FQM’s Sentinel copper mine — which produces over 250,000 tonnes of copper per year — was originally ranked number 22 of the original 30 targets.
But even before we get too excited about Zambia (I'd guess we're about 500m deep by now), or Anglo's potential larger moves in the country, Botswana is now turning heads. Visible chalcocite does that to investors, and assays should start to come back as early as next week (though this may go into early September depending on how busy the lab is).
There is a natural buyer for the assets if ARCM chooses to go down this route, but you could also spin it out as its own IPO, or else form a new JV to explore further. There's a lot of optionality, and the expanded drilling suggests getting a partner on board should be fairly easy.
I am strongly hoping for fireworks, but as always, the proof will be in the pudding.
Rome hits tin
Where Arc Minerals is a retail favourite, Rome Resources' (LON: RMR) RTO is perhaps under the radar. Rome is exploring its Bisie North tin assets adjacent to Alphamin's Bisie deposit - which was discovered by the Rome team, and is the highest grade tin project in the world.
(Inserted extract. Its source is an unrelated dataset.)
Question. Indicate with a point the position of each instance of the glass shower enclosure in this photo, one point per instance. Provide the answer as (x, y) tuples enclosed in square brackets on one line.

And like ARCM, it's hit visible mineralisation.
Summarising the key information from today's RNS:
Diamond drilling from the first rig on site at Kalayi (prospect at Bisie North) has come back with visible mineralisation; drillhole KBDD005 was drilled down to a depth of 164.5m, with the mineralised zone intersected roughly 60m below the KBDD003 drillhole from Rome's 2023 drilling campaign which had reported 12.5m at 1.03% Sn including 1m at 2.78% Sn and 1m at 7.12% Sn. The comparison with the 2023 drillhole suggests the potential for continuity of mineralisation at depth, in a manner previously only suspected.
Visible coarse grained cassiterite in KBDD005 was intersected in 3 narrow zones associated with quartz veining and silica flooding at 88.5m, 114m and 125m.The presence of cassiterite was confirmed from Niton XRF analyses. Cassiterite is a tin mineral and if it's in three zones, this suggests viable mineralisation is present.
Strong chlorite alteration together with shearing and quartz veining was noted throughout a 30m interval from 84 to 114m. This has the potential to host fine grained disseminated cassiterite, which will be assessed by lab quantitative analyses and would indicate a broader zone of mineralisation. Chlorite alteration is strongly associated with tin mineralisation at both Alphamin's Mpama North and South deposits indicating a similar style of mineralisation at Kalayi.
CEO Paul Barrett enthused 'We are delighted to see visible tin mineralisation in several intervals in the first hole of this drilling campaign and look forward to reporting assays as soon as they become available. We are also pleased to be mobilising additional drilling units to site to maintain an aggressive drilling campaign over the coming weeks and months.'
Two more drill rigs are being mobilised this week. Assays will start coming back soon. And it's all funded.
If the tin is visible, and one of the best exploration teams in the world is excited, then it's time for you to start getting excited too.